Yesterday I ordered a bikini. Obviously I am aware that the current heatwave won’t last forever, and that the last few years of Cornish seaside holidays have been more likely to require welly boots and a fleece for beachwear so this really is a triumph of optimism, but nonetheless I have ordered it, and I can’t tell you what a big deal that is for me. You see, I am thirty-seven, and the last time I wore a bikini I was about 6 years old and in the paddling pool in our back garden. A couple of times I’ve ventured into tankini territory, but by and large I’m a one-piece girl all the way.
Why? Well, even in my early twenties, before two full-term pregnancies and two c-sections and two extra stone of weight, I was self-conscious about my tummy. It wasn’t flat, it wasn’t toned, it wasn’t tanned, I wasn’t a size 10 and therefore a bikini was out of bounds to me. It breaks my heart that I had so little self-confidence, that I had been so brainwashed by unrealistic expectations of what a woman’s body should look like, that I honestly believed that exposing a curved stomach to public gaze was offensive to others and embarrassing to me. And then this week I had a lightbulb moment. I was looking back and regretting that I didn’t appreciate that slimmer, younger, fitter self and why I didn’t enjoy wearing a bikini when I ‘could’, when I suddenly realised I was doing the same thing now. Yes, my tummy is very far from flat or toned, I am a size 14 mother-of-two with scars and stretch marks galore, but doesn’t my poor beleaguered tummy deserve a bit of sunshine? It’s carried my two amazing daughters, and the precious babies I never got to meet, it’s been sliced open to deliver them, and it’s been poked and prodded within an inch of its life through pregnancy, miscarriage, delivery and all the rest of it, and I’m going to stop being ashamed of it. Or try, at least.

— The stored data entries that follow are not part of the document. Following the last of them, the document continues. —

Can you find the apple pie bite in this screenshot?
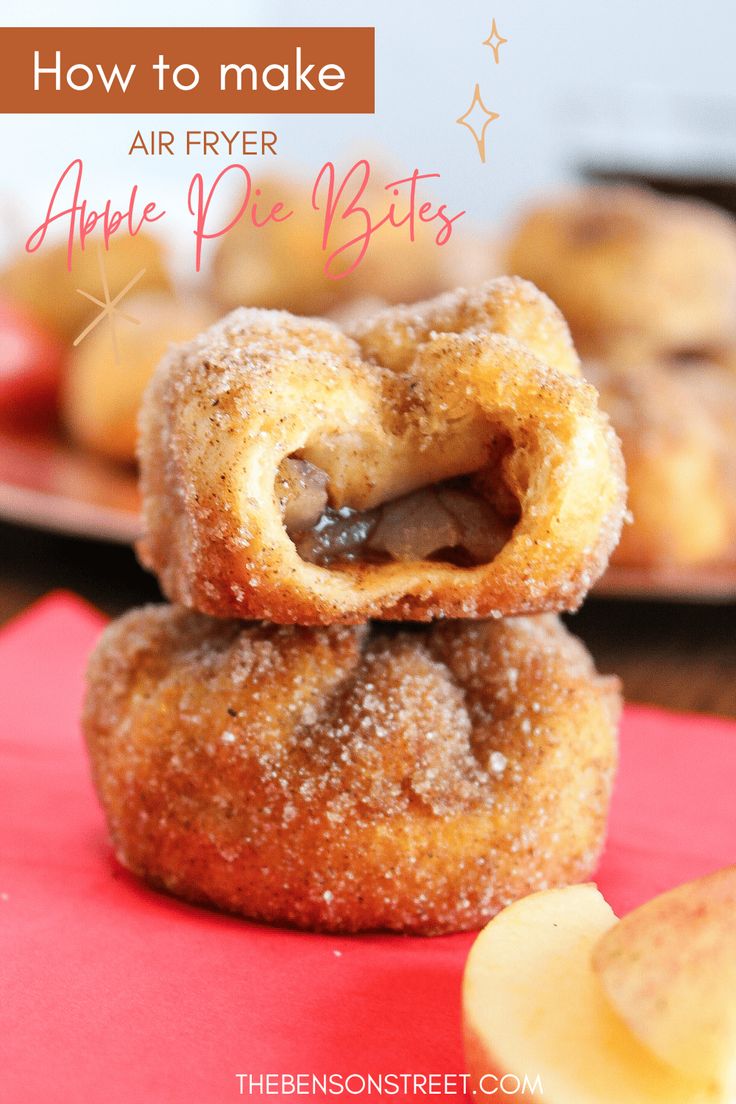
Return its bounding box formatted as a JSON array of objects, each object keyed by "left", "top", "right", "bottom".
[
  {"left": 137, "top": 278, "right": 626, "bottom": 624},
  {"left": 84, "top": 605, "right": 620, "bottom": 934}
]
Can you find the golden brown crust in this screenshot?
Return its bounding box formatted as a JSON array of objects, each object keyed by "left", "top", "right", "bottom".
[
  {"left": 506, "top": 186, "right": 736, "bottom": 358},
  {"left": 586, "top": 358, "right": 736, "bottom": 567},
  {"left": 137, "top": 278, "right": 626, "bottom": 624},
  {"left": 351, "top": 275, "right": 581, "bottom": 377},
  {"left": 83, "top": 605, "right": 621, "bottom": 935}
]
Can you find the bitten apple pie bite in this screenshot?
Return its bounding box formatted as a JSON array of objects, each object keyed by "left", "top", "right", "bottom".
[{"left": 137, "top": 277, "right": 626, "bottom": 624}]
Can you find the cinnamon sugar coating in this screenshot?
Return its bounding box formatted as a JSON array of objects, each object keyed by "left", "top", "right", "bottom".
[
  {"left": 83, "top": 605, "right": 620, "bottom": 935},
  {"left": 136, "top": 277, "right": 626, "bottom": 624}
]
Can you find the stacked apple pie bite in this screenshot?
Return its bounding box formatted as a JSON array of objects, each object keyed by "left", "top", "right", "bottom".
[{"left": 83, "top": 277, "right": 627, "bottom": 934}]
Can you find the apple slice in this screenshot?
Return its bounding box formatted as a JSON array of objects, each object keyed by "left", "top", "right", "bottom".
[
  {"left": 593, "top": 866, "right": 736, "bottom": 1094},
  {"left": 463, "top": 884, "right": 717, "bottom": 1103}
]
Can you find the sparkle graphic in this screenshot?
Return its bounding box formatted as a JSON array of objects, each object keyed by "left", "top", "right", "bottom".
[
  {"left": 456, "top": 84, "right": 500, "bottom": 163},
  {"left": 483, "top": 18, "right": 508, "bottom": 63},
  {"left": 73, "top": 244, "right": 146, "bottom": 364}
]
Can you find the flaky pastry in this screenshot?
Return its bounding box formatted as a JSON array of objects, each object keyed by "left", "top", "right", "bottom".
[
  {"left": 83, "top": 605, "right": 620, "bottom": 935},
  {"left": 137, "top": 277, "right": 626, "bottom": 624}
]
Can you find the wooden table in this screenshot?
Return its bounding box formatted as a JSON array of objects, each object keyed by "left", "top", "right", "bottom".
[{"left": 2, "top": 518, "right": 735, "bottom": 719}]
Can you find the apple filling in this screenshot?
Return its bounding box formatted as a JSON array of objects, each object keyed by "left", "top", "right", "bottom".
[{"left": 277, "top": 456, "right": 520, "bottom": 567}]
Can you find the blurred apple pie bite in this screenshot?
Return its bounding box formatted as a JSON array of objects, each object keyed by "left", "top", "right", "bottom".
[
  {"left": 62, "top": 292, "right": 213, "bottom": 463},
  {"left": 506, "top": 186, "right": 736, "bottom": 571},
  {"left": 0, "top": 231, "right": 171, "bottom": 344},
  {"left": 211, "top": 172, "right": 499, "bottom": 317}
]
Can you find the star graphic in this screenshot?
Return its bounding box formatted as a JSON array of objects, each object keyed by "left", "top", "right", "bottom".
[
  {"left": 73, "top": 244, "right": 146, "bottom": 364},
  {"left": 456, "top": 84, "right": 500, "bottom": 164},
  {"left": 483, "top": 18, "right": 508, "bottom": 63}
]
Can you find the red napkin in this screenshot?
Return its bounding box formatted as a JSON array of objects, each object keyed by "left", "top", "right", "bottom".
[{"left": 2, "top": 592, "right": 735, "bottom": 1104}]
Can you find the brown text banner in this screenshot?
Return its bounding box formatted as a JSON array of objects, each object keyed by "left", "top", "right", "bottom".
[{"left": 0, "top": 26, "right": 374, "bottom": 113}]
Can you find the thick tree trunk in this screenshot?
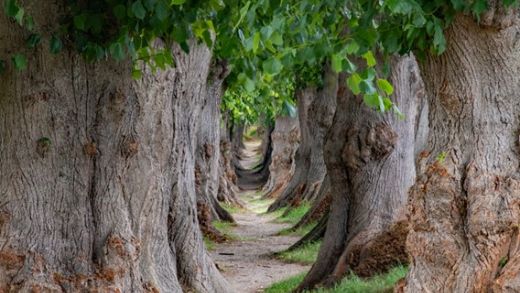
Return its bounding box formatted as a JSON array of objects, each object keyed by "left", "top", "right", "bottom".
[
  {"left": 297, "top": 56, "right": 424, "bottom": 291},
  {"left": 195, "top": 62, "right": 234, "bottom": 243},
  {"left": 292, "top": 175, "right": 332, "bottom": 231},
  {"left": 0, "top": 6, "right": 227, "bottom": 292},
  {"left": 268, "top": 68, "right": 337, "bottom": 212},
  {"left": 217, "top": 120, "right": 244, "bottom": 206},
  {"left": 262, "top": 116, "right": 300, "bottom": 198},
  {"left": 404, "top": 14, "right": 520, "bottom": 293}
]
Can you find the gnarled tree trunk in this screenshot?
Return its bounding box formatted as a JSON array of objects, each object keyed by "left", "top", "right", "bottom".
[
  {"left": 297, "top": 55, "right": 425, "bottom": 291},
  {"left": 217, "top": 117, "right": 244, "bottom": 207},
  {"left": 268, "top": 68, "right": 337, "bottom": 212},
  {"left": 0, "top": 5, "right": 227, "bottom": 292},
  {"left": 195, "top": 61, "right": 234, "bottom": 243},
  {"left": 404, "top": 13, "right": 520, "bottom": 293},
  {"left": 262, "top": 116, "right": 300, "bottom": 198}
]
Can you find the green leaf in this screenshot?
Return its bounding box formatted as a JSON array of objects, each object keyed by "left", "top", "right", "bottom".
[
  {"left": 363, "top": 93, "right": 379, "bottom": 108},
  {"left": 362, "top": 51, "right": 376, "bottom": 67},
  {"left": 360, "top": 80, "right": 376, "bottom": 95},
  {"left": 472, "top": 0, "right": 488, "bottom": 18},
  {"left": 12, "top": 54, "right": 27, "bottom": 70},
  {"left": 377, "top": 78, "right": 394, "bottom": 95},
  {"left": 24, "top": 15, "right": 34, "bottom": 30},
  {"left": 131, "top": 1, "right": 146, "bottom": 19},
  {"left": 132, "top": 68, "right": 143, "bottom": 79},
  {"left": 244, "top": 77, "right": 255, "bottom": 92},
  {"left": 171, "top": 0, "right": 186, "bottom": 4},
  {"left": 346, "top": 73, "right": 362, "bottom": 95},
  {"left": 270, "top": 31, "right": 283, "bottom": 46},
  {"left": 109, "top": 42, "right": 125, "bottom": 60},
  {"left": 113, "top": 4, "right": 127, "bottom": 19},
  {"left": 4, "top": 0, "right": 18, "bottom": 17},
  {"left": 263, "top": 57, "right": 283, "bottom": 75},
  {"left": 252, "top": 32, "right": 261, "bottom": 53},
  {"left": 155, "top": 1, "right": 169, "bottom": 21},
  {"left": 73, "top": 14, "right": 88, "bottom": 31},
  {"left": 331, "top": 54, "right": 343, "bottom": 73},
  {"left": 433, "top": 20, "right": 446, "bottom": 54},
  {"left": 14, "top": 6, "right": 23, "bottom": 25},
  {"left": 345, "top": 41, "right": 359, "bottom": 54},
  {"left": 26, "top": 33, "right": 41, "bottom": 48},
  {"left": 386, "top": 0, "right": 414, "bottom": 14},
  {"left": 50, "top": 35, "right": 63, "bottom": 54}
]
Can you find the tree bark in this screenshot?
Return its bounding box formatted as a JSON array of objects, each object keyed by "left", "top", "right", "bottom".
[
  {"left": 0, "top": 5, "right": 227, "bottom": 292},
  {"left": 262, "top": 116, "right": 300, "bottom": 198},
  {"left": 217, "top": 118, "right": 244, "bottom": 207},
  {"left": 267, "top": 68, "right": 337, "bottom": 212},
  {"left": 195, "top": 60, "right": 234, "bottom": 227},
  {"left": 297, "top": 55, "right": 424, "bottom": 291},
  {"left": 404, "top": 13, "right": 520, "bottom": 293}
]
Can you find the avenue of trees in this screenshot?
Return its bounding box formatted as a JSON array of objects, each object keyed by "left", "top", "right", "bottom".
[{"left": 1, "top": 0, "right": 519, "bottom": 292}]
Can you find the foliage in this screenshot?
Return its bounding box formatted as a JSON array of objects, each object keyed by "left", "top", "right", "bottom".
[
  {"left": 2, "top": 0, "right": 519, "bottom": 122},
  {"left": 277, "top": 241, "right": 321, "bottom": 265},
  {"left": 265, "top": 266, "right": 408, "bottom": 293}
]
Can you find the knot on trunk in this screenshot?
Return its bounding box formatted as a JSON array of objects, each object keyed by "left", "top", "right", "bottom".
[
  {"left": 342, "top": 123, "right": 397, "bottom": 170},
  {"left": 84, "top": 141, "right": 97, "bottom": 157},
  {"left": 204, "top": 143, "right": 214, "bottom": 160},
  {"left": 121, "top": 136, "right": 139, "bottom": 158},
  {"left": 104, "top": 234, "right": 141, "bottom": 263},
  {"left": 36, "top": 137, "right": 52, "bottom": 158}
]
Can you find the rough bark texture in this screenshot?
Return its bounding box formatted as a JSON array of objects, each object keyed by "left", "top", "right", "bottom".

Where has all this body confidence come from? In a word, Instagram? It’s funny, because social media in general, and Instagram in particular, come under a lot of criticism for making people miserable through their unrealistic portrayal of perfect lives, but nothing could be further from my experience. It was mainstream media, particularly women’s magazines, which fed my neuroses and insecurity. Headlines of ‘get bikini body ready’ which were inevitably attached to an article which advised giving up pretty much everything I enjoy made me feel miserable and inadequate, whereas now I am exposed to quotes like “How do you get a bikini body? Choose a bikini and put it on your body” or “How do you get beach body ready? Have a body and go to the beach” and this drip feed of body positivity is slowly but surely having an effect.
It’s not just the bikini thing, either. It’s fashion in general. I’ve blogged before about how I lost my fashion mojo in the throes of being pregnant or breastfeeding or running around after small messy children and never getting a chance to go shopping. How ‘fashion’ meant seizing an hour when somehow the children were either asleep in their buggy or temporarily being cared for elsewhere, diving into the nearest shop, grabbing an armful of clothes in an approximation of my size, and going home. Sometimes they fitted and looked nice…to be honest, more often they didn’t. But the chasm between my life being splattered with carrot puree or poster paint whilst crawling round the floor pretending to be a donkey, and the images portrayed in fashion mags was so great that it didn’t seem worth even aspiring to. I was a thirty-something mum, and my time for fashionable dressing had passed.
Now, though, I get my fashion inspiration from an array of fabulous and very real women I follow on Instagram. People like Alison Perry (@iamalisonperry), Clemmie Hooper (@motherofdaughters), Molly Forbes (@mollyjforbes), Helen Thorn (@helenwearsasize18), and Candice Brathwaite (@candicebrathwaite) post a lot about body confidence and body positivity (amongst other things!), and also just about the clothes they like and look incredible in. Many of the women who inspire me on Instagram have young children to crawl round after, a lot of them have bodies that differ from a fashion model size 8, a lot of them have a limited budget and/or time for shopping, but they look amazing. One by one I have been galvanised to drop self-imposed rules on the inadvisability of wearing things like bright colours, prints, skinny jeans, red lipstick, slogan t-shirts, or dungarees and have embraced the lot. I’ve discovered non high street brands like MonkiMonki, Joanie Clothing, and of course a passion for charity shops, following my buy nothing new year.
I’ve stopped telling myself I’ll buy things when I’ve lost weight, or that I’m too old for certain looks. I’ve stopped worrying about what the size label says – if it fits well, and feels comfortable and looks good then it doesn’t matter, and I’ve started buying bikinis. Whether I actually start wearing it, well, that depends on the vagaries of the Cornish weather.